CLAP doesn’t open with a whisper it opens with a bang. The starters alone feel like a prelude to excess, a runway show of flavour designed to set the tone for the night.
The grilled umami chicken wings arrive glossy and irresistible, coated in a Peruvian anticucho honey sauce that clings to the fingers like lacquer. Then comes the crispy rice with avocado a clean, green jolt of comfort, textural and restrained, a pause before the next crescendo. The rock shrimp tempura follows with theatre: each bite crunching into a rush of spicy chilli mayo and a confetti of chives, indulgent but balanced, Knightsbridge glamour translated into food.
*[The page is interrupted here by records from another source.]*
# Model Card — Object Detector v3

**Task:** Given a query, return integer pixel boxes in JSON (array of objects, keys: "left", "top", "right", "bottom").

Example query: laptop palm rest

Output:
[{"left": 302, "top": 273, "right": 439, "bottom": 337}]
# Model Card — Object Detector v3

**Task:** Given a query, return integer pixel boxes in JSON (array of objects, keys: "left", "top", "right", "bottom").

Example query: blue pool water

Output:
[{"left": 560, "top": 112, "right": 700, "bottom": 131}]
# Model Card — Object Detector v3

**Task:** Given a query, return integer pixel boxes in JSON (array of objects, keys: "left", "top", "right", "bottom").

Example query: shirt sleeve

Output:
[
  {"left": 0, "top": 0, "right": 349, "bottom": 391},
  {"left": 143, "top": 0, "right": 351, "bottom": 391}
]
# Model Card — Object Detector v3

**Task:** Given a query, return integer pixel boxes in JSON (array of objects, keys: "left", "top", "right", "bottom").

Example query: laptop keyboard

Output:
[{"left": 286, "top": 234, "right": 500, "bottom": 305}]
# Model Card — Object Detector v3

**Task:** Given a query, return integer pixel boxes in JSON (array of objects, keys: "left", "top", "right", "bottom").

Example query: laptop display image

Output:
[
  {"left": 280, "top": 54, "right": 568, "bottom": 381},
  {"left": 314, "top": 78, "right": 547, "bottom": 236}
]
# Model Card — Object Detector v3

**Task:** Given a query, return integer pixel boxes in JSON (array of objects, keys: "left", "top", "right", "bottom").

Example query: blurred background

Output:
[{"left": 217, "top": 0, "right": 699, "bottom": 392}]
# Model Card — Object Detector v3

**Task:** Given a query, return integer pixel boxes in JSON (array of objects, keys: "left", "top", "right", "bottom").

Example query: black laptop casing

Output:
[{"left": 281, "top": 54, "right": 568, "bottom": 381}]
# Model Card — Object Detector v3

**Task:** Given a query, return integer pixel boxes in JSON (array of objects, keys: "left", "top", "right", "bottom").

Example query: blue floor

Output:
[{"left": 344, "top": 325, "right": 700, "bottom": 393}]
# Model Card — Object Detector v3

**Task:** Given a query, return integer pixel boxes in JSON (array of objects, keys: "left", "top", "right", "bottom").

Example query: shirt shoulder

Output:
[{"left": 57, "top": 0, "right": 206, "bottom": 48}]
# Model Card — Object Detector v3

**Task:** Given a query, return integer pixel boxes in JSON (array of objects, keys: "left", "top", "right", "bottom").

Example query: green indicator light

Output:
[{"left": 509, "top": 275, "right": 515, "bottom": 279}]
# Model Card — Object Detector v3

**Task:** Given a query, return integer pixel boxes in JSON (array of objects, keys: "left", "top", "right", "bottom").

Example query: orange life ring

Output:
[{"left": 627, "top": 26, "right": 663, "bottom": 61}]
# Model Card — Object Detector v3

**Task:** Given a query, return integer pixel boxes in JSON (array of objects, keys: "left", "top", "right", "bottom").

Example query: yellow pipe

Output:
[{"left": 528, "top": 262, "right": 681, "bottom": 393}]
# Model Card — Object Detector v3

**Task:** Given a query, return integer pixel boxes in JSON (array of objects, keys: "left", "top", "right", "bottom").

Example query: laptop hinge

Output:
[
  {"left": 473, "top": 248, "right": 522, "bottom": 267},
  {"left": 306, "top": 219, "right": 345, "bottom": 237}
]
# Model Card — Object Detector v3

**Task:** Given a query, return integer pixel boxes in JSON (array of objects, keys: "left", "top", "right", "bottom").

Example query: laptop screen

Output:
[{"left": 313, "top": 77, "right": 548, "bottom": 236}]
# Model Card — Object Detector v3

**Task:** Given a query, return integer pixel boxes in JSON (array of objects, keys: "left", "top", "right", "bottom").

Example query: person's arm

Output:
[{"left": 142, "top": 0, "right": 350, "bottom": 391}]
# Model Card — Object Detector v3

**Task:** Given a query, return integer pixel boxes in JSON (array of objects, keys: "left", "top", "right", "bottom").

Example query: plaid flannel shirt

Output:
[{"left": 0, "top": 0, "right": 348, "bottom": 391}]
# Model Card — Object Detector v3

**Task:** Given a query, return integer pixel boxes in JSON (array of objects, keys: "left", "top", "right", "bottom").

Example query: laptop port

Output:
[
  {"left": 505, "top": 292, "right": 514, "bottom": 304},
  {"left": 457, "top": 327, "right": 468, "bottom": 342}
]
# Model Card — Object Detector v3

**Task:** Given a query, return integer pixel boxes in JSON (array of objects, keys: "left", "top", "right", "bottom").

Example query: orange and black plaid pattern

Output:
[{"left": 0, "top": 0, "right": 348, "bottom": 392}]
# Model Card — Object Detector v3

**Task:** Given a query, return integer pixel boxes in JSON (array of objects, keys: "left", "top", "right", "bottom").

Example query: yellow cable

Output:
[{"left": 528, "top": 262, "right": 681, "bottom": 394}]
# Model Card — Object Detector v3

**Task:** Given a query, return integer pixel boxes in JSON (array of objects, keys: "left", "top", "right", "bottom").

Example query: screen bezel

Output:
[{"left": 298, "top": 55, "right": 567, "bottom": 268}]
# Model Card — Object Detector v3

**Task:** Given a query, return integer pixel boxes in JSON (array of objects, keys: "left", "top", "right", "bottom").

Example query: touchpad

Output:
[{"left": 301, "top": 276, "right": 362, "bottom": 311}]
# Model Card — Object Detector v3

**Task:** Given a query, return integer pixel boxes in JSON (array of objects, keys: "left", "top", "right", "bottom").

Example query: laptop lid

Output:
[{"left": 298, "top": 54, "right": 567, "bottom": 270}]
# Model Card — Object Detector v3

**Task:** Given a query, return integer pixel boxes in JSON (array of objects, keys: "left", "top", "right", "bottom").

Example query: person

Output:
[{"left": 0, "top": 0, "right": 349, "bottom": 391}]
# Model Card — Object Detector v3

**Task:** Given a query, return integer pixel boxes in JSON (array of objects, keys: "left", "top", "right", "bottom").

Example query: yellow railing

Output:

But CLAP’s heart beats loudest in the Hyojun Platter — 27 pieces of choreography in raw form. Sashimi glistens like jewels: salmon, akami, and yellowtail sliced with almost architectural precision. Nigiri is all about restraint the buttery richness of chutoro, the clean silk of seabass, the familiar warmth of salmon. Then come the rolls, where discipline dissolves into indulgence: the salmon volcano roll spilling fire, the shrimp tempura roll delivering crunch and comfort in one bite. It’s abundance served as spectacle, but with a precision that anchors the drama.
For dessert, the CLAP chocolate fondant is unapologetically decadent, a molten heart that spills into sesame soil and goma ice cream, marrying East and West in a finale that is both sultry and soothing. It’s the kind of dish that makes conversation pause, as though the night itself has leaned in closer.
CLAP is not about restraint; it is about theatre, excess, and the pleasure of surrendering to both. Walking out into the Knightsbridge night, one feels lit from within exhilarated rather than heavy, as though the evening had staged itself around you. This is not dinner. This is seduction. And seduction, in this postcode, is the truest currency.